Jul avait bien une idée de bandeau : « Déjà 900.000 exemplaires non-vendus ». On reconnaît là le sens de l’humour de l’auteur de Silex and the City et Luck Luke, qui a vu le ministère de l’Éducation nationale annuler, en mars, la distribution aux CM2 de son adaptation de La Belle et la Bête. L’affaire avait viré au feuilleton. Alors que le livre s’apprête à sortir en librairie, le 18 juin, Jul se félicite : « Les lecteurs vont pouvoir lire et juger enfin par eux-mêmes. »

Avant la décision d’Élisabeth Borne, 900.000 enfants devaient recevoir cette relecture contemporaine de l’œuvre de 1757 dans le cadre de l’opération « Un livre pour les vacances ». Pour justifier l’annulation, la ministre a épinglé une « ironie pas compréhensible pour les enfants de dix ans ». Jul a dénoncé, en retour, une « censure » de la part de l’ancienne première ministre. Mûri sous Gabriel Attal, le projet avait été poursuivi par Nicole Belloubet et Anne Genetet, avant d’être enterré.

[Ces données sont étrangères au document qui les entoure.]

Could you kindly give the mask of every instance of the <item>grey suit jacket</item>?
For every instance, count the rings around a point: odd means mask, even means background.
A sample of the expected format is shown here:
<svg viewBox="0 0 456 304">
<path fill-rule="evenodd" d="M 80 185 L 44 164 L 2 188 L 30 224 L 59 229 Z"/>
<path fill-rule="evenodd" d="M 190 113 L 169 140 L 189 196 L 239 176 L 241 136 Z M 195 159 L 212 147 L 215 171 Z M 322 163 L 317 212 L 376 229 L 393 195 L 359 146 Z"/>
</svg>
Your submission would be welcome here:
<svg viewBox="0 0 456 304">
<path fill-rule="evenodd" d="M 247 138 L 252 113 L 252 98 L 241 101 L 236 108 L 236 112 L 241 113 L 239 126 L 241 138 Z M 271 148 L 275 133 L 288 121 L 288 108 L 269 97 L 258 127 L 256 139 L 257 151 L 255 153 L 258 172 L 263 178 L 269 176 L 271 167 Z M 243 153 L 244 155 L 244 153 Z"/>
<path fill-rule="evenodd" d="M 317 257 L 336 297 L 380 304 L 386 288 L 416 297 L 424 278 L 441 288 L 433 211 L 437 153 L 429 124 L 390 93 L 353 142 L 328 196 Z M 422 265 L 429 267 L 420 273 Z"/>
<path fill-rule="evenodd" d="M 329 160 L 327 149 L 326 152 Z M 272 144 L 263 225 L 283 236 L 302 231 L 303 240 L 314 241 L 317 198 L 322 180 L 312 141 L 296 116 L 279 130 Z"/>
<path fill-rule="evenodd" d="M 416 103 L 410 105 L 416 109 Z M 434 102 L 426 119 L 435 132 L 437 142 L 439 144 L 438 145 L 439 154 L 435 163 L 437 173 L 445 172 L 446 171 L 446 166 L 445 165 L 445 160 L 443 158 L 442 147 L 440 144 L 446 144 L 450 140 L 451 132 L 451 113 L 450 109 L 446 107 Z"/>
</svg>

Beaucoup de bêtises ont été dites à propos du contenu du livre par Élisabeth Borne

Jul

À la veille de la sortie du livre, Jul se félicite de nouvelles marques de sympathie. Une vidéo – dont il est à l’initiative – à laquelle participent des personnalités de divers horizons : les actrices Anna Mouglalis, Golshifteh Farahani et Judith Godrèche, les écrivains Amélie Nothomb et Sylvain Tesson, les animateurs Stéphane Bern et Augustin Trapenard. Parmi les personnalités politiques, François Hollande, Édouard Philippe, François Ruffin ou… Nicole Belloubet, l’ancienne ministre de l’Éducation nationale. Tous lisent de courts extraits de La Belle et la Bête, depuis une chambre ou leur salon.

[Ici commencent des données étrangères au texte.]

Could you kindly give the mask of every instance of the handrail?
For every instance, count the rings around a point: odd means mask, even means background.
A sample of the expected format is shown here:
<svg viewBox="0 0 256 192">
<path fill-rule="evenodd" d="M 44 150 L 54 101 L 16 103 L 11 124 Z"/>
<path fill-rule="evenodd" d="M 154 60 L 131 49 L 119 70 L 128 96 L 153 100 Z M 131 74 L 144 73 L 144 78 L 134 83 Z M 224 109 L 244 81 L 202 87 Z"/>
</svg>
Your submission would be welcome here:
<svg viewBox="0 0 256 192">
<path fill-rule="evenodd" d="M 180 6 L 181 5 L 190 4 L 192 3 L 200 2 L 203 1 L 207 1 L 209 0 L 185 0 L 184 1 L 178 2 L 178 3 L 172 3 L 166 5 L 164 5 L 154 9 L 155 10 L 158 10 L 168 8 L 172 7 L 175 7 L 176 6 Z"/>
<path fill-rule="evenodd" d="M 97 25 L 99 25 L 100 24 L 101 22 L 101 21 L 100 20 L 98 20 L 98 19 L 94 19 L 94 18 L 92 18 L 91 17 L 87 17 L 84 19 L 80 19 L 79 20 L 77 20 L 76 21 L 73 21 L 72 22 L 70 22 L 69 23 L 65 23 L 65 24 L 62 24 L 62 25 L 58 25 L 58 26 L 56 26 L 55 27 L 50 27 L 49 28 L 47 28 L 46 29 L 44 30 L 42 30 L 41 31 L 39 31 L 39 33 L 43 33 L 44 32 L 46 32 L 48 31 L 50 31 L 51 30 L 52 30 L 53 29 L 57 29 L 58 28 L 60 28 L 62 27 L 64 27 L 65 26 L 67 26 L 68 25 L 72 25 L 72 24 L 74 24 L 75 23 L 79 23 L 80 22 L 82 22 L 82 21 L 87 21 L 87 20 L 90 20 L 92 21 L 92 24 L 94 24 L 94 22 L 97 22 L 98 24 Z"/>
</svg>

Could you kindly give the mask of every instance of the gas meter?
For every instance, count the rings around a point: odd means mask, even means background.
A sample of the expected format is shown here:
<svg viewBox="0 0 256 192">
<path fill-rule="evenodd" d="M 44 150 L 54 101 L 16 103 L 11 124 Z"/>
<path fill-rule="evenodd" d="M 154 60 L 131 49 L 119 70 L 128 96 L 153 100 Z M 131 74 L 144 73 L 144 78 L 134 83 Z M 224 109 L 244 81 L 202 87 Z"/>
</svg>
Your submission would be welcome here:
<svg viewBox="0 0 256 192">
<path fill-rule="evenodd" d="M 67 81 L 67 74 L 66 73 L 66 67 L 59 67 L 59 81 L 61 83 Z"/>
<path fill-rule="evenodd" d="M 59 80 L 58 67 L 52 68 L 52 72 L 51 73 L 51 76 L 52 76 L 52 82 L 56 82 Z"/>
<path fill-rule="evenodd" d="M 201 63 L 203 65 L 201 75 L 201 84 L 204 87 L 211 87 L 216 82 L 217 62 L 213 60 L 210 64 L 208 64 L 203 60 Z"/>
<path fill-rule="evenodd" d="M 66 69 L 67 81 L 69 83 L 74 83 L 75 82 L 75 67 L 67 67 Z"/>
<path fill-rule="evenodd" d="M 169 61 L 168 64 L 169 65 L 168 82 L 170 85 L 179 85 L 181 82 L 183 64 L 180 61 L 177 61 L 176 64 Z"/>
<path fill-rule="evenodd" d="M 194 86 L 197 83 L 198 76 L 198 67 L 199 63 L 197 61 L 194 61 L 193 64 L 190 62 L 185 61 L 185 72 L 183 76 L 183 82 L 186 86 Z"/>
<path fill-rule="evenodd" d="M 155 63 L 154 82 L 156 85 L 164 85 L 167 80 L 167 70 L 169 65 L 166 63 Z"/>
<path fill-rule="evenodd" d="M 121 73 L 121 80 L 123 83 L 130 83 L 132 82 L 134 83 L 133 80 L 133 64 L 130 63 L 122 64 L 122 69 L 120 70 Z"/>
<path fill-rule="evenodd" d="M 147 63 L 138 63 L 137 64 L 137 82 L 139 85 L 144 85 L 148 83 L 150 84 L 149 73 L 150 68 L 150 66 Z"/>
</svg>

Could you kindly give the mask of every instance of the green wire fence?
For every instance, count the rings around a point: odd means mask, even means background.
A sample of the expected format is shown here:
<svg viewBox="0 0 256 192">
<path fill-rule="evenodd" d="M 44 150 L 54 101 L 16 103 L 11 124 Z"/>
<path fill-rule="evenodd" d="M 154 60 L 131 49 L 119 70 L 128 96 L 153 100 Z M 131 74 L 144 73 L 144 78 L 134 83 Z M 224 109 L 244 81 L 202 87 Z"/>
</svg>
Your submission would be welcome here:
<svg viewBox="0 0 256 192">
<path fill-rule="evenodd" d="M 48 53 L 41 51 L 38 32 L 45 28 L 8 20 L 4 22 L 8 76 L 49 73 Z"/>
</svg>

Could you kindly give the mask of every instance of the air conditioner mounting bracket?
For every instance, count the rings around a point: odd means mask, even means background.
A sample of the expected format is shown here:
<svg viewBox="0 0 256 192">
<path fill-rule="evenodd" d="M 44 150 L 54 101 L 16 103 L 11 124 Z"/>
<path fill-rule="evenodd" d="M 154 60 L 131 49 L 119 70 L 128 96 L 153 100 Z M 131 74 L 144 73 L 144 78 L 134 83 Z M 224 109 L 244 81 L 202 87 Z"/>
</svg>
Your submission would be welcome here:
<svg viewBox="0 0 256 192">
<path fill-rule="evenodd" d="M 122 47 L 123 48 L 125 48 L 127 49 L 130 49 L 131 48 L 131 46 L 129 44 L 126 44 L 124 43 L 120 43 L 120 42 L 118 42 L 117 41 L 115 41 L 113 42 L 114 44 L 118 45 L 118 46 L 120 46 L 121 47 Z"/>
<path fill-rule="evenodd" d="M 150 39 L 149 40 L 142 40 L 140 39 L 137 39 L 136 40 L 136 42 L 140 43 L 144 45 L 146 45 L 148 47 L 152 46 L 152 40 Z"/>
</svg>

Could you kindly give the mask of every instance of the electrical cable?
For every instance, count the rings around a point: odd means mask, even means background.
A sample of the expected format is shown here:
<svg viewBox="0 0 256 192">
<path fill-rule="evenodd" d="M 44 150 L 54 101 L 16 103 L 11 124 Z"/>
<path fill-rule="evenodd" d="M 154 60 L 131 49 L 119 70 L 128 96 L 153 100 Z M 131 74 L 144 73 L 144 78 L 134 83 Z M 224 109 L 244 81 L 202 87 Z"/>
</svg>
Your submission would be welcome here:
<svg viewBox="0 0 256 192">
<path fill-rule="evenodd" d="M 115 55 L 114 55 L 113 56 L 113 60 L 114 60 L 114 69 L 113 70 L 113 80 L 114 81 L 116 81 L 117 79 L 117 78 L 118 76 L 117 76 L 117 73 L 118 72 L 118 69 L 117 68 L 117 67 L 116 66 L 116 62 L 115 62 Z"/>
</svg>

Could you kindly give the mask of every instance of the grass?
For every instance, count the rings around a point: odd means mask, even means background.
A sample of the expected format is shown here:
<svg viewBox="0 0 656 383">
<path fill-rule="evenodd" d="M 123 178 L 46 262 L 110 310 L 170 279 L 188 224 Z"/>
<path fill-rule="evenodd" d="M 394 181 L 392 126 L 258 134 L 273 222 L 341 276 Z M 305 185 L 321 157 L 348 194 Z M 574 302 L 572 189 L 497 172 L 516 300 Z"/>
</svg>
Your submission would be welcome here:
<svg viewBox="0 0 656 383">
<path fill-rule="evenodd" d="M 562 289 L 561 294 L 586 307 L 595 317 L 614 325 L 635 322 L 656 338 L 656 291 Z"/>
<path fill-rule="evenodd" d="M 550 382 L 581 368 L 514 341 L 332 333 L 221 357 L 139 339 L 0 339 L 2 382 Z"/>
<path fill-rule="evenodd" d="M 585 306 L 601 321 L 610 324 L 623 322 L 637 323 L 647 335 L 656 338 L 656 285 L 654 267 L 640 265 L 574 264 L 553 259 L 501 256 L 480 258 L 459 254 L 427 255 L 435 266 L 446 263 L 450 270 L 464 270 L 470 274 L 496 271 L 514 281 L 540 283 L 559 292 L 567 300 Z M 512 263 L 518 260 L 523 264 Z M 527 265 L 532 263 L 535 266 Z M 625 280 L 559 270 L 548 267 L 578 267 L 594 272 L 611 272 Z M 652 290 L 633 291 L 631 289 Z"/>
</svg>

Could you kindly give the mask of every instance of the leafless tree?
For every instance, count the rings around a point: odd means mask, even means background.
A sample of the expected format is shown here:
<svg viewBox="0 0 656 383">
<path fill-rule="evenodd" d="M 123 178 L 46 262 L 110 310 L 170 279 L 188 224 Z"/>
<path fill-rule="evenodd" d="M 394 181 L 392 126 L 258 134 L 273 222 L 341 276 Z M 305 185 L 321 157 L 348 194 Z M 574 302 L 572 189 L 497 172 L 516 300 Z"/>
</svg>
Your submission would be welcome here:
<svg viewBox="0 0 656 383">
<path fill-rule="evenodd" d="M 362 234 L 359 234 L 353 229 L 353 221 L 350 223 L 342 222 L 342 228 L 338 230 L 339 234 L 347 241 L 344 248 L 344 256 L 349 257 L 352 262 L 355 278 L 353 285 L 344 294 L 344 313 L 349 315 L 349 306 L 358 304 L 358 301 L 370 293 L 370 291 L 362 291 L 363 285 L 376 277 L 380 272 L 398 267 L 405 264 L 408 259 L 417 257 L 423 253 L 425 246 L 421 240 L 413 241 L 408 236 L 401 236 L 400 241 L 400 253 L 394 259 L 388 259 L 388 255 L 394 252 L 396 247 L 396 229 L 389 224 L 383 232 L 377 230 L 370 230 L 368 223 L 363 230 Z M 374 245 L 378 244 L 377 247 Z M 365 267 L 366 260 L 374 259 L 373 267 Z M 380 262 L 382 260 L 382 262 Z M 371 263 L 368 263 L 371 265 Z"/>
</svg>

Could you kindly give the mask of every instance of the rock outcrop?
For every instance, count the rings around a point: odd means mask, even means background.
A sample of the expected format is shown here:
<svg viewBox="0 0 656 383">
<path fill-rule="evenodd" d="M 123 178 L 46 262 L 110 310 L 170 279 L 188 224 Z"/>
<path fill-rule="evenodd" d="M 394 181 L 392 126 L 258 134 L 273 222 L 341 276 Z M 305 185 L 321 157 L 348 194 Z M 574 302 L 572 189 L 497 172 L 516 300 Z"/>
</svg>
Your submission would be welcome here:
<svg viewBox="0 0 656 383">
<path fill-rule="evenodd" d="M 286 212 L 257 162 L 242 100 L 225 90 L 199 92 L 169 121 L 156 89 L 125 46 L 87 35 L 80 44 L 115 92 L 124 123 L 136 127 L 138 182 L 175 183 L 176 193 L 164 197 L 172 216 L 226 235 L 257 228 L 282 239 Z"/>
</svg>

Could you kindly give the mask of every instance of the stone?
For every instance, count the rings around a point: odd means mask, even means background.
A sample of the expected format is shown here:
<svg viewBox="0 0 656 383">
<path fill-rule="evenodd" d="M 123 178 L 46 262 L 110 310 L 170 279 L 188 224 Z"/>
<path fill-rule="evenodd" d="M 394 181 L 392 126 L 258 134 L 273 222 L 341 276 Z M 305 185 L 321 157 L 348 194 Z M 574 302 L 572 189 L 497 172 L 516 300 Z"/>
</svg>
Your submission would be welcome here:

« Nous avons enregistré un film en matière de soutien avec une trentaine de personnalités d’univers antagonistes, qui partagent la valeur sacrée de la création et savent l’importance de l’éducation », indique Jul, de son vrai nom Julien Berjeaut. Qui a diffusé la vidéo sur ses réseaux sociaux avec une légende éloquente : « Censurer La Belle et la Bête ? ».

Un tirage à 20.000 exemplaires

L’agrégé d’histoire, auteur de BD et dessinateur de presse, estime ainsi que l’affaire de La Belle et la Bête pourrait avoir un tome 2. « Il y aura sûrement d’autres rebondissements politiques. Mon rôle est d’être dessinateur, de faire rire, et je n’ai pas envie d’endosser un costume de chevalier. Mais j’apprécie que d’autres s’emparent du sujet. Ce texte de la culture classique le mérite », résume le dessinateur qui avait notamment reçu, au cœur de la polémique, le soutien de Gabriel Attal.

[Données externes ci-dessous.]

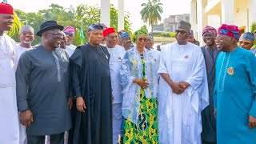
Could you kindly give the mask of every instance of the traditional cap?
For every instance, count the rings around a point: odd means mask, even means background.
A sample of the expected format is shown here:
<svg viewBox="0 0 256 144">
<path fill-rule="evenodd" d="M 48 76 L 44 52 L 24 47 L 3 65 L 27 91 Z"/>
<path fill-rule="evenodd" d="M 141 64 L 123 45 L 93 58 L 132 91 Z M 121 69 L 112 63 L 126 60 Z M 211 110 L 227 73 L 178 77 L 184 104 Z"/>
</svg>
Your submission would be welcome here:
<svg viewBox="0 0 256 144">
<path fill-rule="evenodd" d="M 58 25 L 57 22 L 55 21 L 46 21 L 40 25 L 40 30 L 37 33 L 37 36 L 41 37 L 43 32 L 50 30 L 58 29 L 62 30 L 64 26 Z"/>
<path fill-rule="evenodd" d="M 135 31 L 133 34 L 133 42 L 135 42 L 136 39 L 142 34 L 147 35 L 147 31 L 146 30 L 142 30 L 142 29 Z"/>
<path fill-rule="evenodd" d="M 240 39 L 247 39 L 254 43 L 254 34 L 250 32 L 244 33 L 241 35 Z"/>
<path fill-rule="evenodd" d="M 150 35 L 150 34 L 149 34 L 149 35 L 147 36 L 147 38 L 148 38 L 148 39 L 151 39 L 151 40 L 153 40 L 153 39 L 154 39 L 153 36 L 152 36 L 152 35 Z"/>
<path fill-rule="evenodd" d="M 124 32 L 120 35 L 121 40 L 123 40 L 123 39 L 129 38 L 129 37 L 130 37 L 130 36 L 128 32 Z"/>
<path fill-rule="evenodd" d="M 105 28 L 104 26 L 105 25 L 101 23 L 93 23 L 88 27 L 87 32 L 94 30 L 103 30 Z"/>
<path fill-rule="evenodd" d="M 14 8 L 8 3 L 0 3 L 0 14 L 14 15 Z"/>
<path fill-rule="evenodd" d="M 190 31 L 191 25 L 185 21 L 181 21 L 178 23 L 177 29 L 184 29 L 187 31 Z"/>
<path fill-rule="evenodd" d="M 217 30 L 214 27 L 206 26 L 205 28 L 202 30 L 202 35 L 206 33 L 210 33 L 210 34 L 217 34 Z"/>
<path fill-rule="evenodd" d="M 190 30 L 190 35 L 192 35 L 194 37 L 194 31 Z"/>
<path fill-rule="evenodd" d="M 106 28 L 103 30 L 103 37 L 106 37 L 111 33 L 116 33 L 115 30 L 113 27 Z"/>
<path fill-rule="evenodd" d="M 70 36 L 70 37 L 74 37 L 74 30 L 73 27 L 71 27 L 70 26 L 66 26 L 63 30 L 63 32 L 68 36 Z"/>
<path fill-rule="evenodd" d="M 24 30 L 30 30 L 34 33 L 34 29 L 29 25 L 22 26 L 20 30 L 20 33 L 22 33 Z"/>
<path fill-rule="evenodd" d="M 237 26 L 233 25 L 226 25 L 222 24 L 222 26 L 220 26 L 218 30 L 218 34 L 223 34 L 229 37 L 234 38 L 235 39 L 238 40 L 239 38 L 239 30 Z"/>
</svg>

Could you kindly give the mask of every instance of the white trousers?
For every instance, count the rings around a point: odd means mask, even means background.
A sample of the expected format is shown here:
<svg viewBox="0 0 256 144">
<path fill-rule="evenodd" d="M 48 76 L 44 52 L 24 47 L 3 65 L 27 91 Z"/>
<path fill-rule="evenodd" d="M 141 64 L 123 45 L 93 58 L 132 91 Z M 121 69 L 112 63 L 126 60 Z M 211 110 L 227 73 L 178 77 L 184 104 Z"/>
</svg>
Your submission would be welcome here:
<svg viewBox="0 0 256 144">
<path fill-rule="evenodd" d="M 121 131 L 122 120 L 122 103 L 112 104 L 113 144 L 118 143 L 118 134 L 120 134 Z"/>
</svg>

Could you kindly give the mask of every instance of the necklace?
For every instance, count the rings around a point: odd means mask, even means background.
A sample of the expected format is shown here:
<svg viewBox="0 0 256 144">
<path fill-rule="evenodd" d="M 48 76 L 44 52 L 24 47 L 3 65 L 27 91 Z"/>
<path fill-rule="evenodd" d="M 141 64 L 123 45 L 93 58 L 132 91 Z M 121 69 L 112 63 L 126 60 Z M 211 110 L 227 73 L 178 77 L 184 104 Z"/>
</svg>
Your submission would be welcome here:
<svg viewBox="0 0 256 144">
<path fill-rule="evenodd" d="M 7 46 L 7 42 L 6 38 L 4 37 L 4 35 L 2 36 L 2 38 L 4 38 L 4 41 L 0 41 L 0 50 L 1 51 L 2 51 L 2 53 L 4 54 L 4 55 L 8 56 L 8 46 Z M 6 44 L 6 46 L 4 46 L 4 43 Z M 4 50 L 4 47 L 6 48 L 6 50 Z"/>
<path fill-rule="evenodd" d="M 219 82 L 220 82 L 221 75 L 222 75 L 222 70 L 223 70 L 223 65 L 224 65 L 226 54 L 224 55 L 224 57 L 222 58 L 222 65 L 221 65 L 221 70 L 220 70 L 220 72 L 219 72 L 218 76 L 218 91 L 219 91 L 219 92 L 222 92 L 224 90 L 224 83 L 225 83 L 225 79 L 226 79 L 226 75 L 227 66 L 229 65 L 230 56 L 231 56 L 231 54 L 229 53 L 229 56 L 227 58 L 226 66 L 225 66 L 225 70 L 224 70 L 224 73 L 223 73 L 224 75 L 223 75 L 223 78 L 222 78 L 222 85 L 220 86 Z M 222 87 L 220 87 L 220 86 L 222 86 Z"/>
</svg>

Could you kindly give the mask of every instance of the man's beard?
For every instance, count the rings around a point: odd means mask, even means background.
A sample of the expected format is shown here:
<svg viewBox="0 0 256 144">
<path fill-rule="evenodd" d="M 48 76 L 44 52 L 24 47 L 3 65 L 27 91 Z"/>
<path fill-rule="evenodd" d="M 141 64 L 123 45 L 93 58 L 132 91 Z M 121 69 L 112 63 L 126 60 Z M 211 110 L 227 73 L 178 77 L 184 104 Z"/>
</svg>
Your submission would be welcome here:
<svg viewBox="0 0 256 144">
<path fill-rule="evenodd" d="M 24 44 L 26 44 L 26 45 L 31 44 L 32 42 L 33 42 L 33 40 L 32 40 L 32 41 L 24 41 L 24 42 L 23 42 L 23 43 L 24 43 Z"/>
</svg>

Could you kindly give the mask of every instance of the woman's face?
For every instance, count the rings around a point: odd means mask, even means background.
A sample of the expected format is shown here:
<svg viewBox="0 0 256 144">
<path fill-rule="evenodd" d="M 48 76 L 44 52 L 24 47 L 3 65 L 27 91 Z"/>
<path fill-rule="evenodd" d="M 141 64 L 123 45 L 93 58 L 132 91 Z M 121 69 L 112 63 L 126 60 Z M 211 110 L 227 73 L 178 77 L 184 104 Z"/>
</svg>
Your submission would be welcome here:
<svg viewBox="0 0 256 144">
<path fill-rule="evenodd" d="M 146 42 L 146 34 L 141 34 L 136 39 L 136 46 L 138 48 L 144 48 Z"/>
</svg>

« Beaucoup de bêtises ont été dites à propos du contenu du livre par Élisabeth Borne, en parlant, par exemple, d’un père alcoolique. Cela ne reflète en rien l’album, il y a eu une extrapolation de la réalité des dessins », tempête Jul. Qui poursuit : « Les pédagogues savent que les enfants ont un degré de sophistication bien supérieur à celui que leur prêtent les sphères administratives de l’Éducation nationale. »

La Belle et la Bête a été tiré à vingt mille exemplaires environ, par la maison d’édition GrandPalais-RMN. Une solide mise en place pour un ouvrage jeunesse, qui reste certes incomparable avec les centaines de milliers d’exemplaires prévus. Une mention précise dans le dossier de presse de l’éditeur que celui-ci est conseillé « à partir de dix ans ». L’âge d’un élève de CM2, donc…

Couverture de La Belle et la Bête, conte illustré par le dessinateur Jul.